Check constraint with a scalar UDF not working [Programming SQL]

Prev: T-SQL cursor - Variables in an email body
Next: sysobject

From: --CELKO-- on 14 Apr 2010 16:36

So order status is NOT computed!

>> The primary business rule I am hoping to enforce is: inserts and updates to the Order_Details table should not occur if the Order has already shipped. <<

That one is easy; use an updatable VIEW and restrict access to the
base table with DCL. All updates and inserts will be forced thru this
view.

CREATE VIEW Working_Orders (order_nbr, something_title, ..)
AS
SELECT order_nbr, something_title, ..
FROM Orders
WHERE order_status <> 'shipped';

I am not sure how you will want to use the WITH CHECK OPTION on this
view. It would prevent an order status change via the Working_Orders
view and force you to go to the base Orders table.

>> The secondary business rule I am hoping to enforce is: items in the Order_Details table associated with an Order that has already shipped can be re-associated with an Order that is in progress. <<
Isn't that a contradiction? I have shipped order #1, so all of its
items left the warehouse. The customer has them, not me.
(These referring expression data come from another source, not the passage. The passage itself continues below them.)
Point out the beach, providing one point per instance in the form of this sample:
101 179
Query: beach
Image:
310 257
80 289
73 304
How can I
put them on order #2? I can see if I have both orders #1 and #2 'in
progress' and I want to re-group the items, so I can complete one of
the orders.

From: 20060524 on 14 Apr 2010 17:26

I appreciate your response, Gert-Jan!

The UDF implements the two business rules, so the following DML sequence is
possible:

declare @identity as int

insert Orders
select 'Title1'
, 'InProgress'

set @identity = @@identity

insert Order_Details
select 'Title'
, @identity

update Orders
set Order_Status = 'Shipped'

insert Orders
select 'Title2'
, 'InProgress'

set @identity = @@identity

update Order_Details
set Orders_ID = @identity

Crazy? Maybe, but it does work in the absence of assertions :)
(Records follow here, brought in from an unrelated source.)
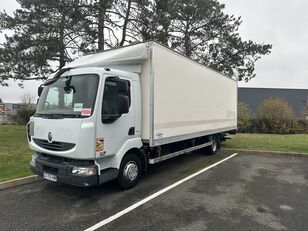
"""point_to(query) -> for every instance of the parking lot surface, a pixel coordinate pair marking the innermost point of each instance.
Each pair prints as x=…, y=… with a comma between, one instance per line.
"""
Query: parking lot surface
x=248, y=192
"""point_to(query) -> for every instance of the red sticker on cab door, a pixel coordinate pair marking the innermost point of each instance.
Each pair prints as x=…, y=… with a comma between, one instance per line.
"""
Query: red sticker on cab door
x=86, y=112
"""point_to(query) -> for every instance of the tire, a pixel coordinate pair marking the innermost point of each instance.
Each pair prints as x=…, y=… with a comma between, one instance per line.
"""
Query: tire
x=130, y=171
x=212, y=149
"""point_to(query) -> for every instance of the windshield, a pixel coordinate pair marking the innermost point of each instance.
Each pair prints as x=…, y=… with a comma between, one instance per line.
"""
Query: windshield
x=71, y=96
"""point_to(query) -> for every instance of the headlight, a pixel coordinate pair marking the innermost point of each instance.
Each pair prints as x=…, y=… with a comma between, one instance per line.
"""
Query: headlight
x=84, y=171
x=33, y=158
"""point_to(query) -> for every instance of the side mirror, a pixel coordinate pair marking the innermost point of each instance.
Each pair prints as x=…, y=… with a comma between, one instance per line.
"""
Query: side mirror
x=123, y=104
x=123, y=86
x=39, y=90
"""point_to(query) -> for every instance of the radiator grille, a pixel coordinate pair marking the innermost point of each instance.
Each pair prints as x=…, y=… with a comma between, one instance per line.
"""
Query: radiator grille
x=54, y=146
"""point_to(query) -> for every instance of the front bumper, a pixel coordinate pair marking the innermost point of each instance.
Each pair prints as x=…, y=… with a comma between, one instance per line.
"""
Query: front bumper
x=62, y=169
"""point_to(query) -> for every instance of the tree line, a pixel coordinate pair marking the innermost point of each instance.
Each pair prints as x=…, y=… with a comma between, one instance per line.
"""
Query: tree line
x=48, y=34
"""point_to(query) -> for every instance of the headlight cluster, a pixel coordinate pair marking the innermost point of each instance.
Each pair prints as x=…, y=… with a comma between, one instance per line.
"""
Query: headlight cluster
x=33, y=158
x=86, y=171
Humorously enough, I'm trying to solve this issue for a system which poorly
enforced these business rules using stored procedures, which is why I'm going
back to basic concepts such as constraints.

Thanks for your input!

From: 20060524 on 14 Apr 2010 18:31

I appreciate your response, Joe!

I may not have explained it very well, but I'm not concerned about inserts
and updates to the Orders table. Rather, I'm concerned about controlling
inserts and updates to the Order_Details table depending on the status of the
order it is associated with in the Orders table.

I would like to:

1. Allow inserts and updates to the Order_Details table as long as order has
not shipped.
2. Reject inserts and updates to the Order_Details table if the order has
shipped.
3. Allow a row in the Order_Details table to be associated with a different
order that has not shipped (then we're back to step 1).
4. Repeat ad nauseam.

As I wrote in response to Gert-Jan, the UDF allows for the above usage in
the absence of assertions.

Maybe I should not have used the Orders and Order_Details entities for my
analogy, because this would indeed be a contradiction if Order_Details were
physical items being shipped between a warehouse and customer.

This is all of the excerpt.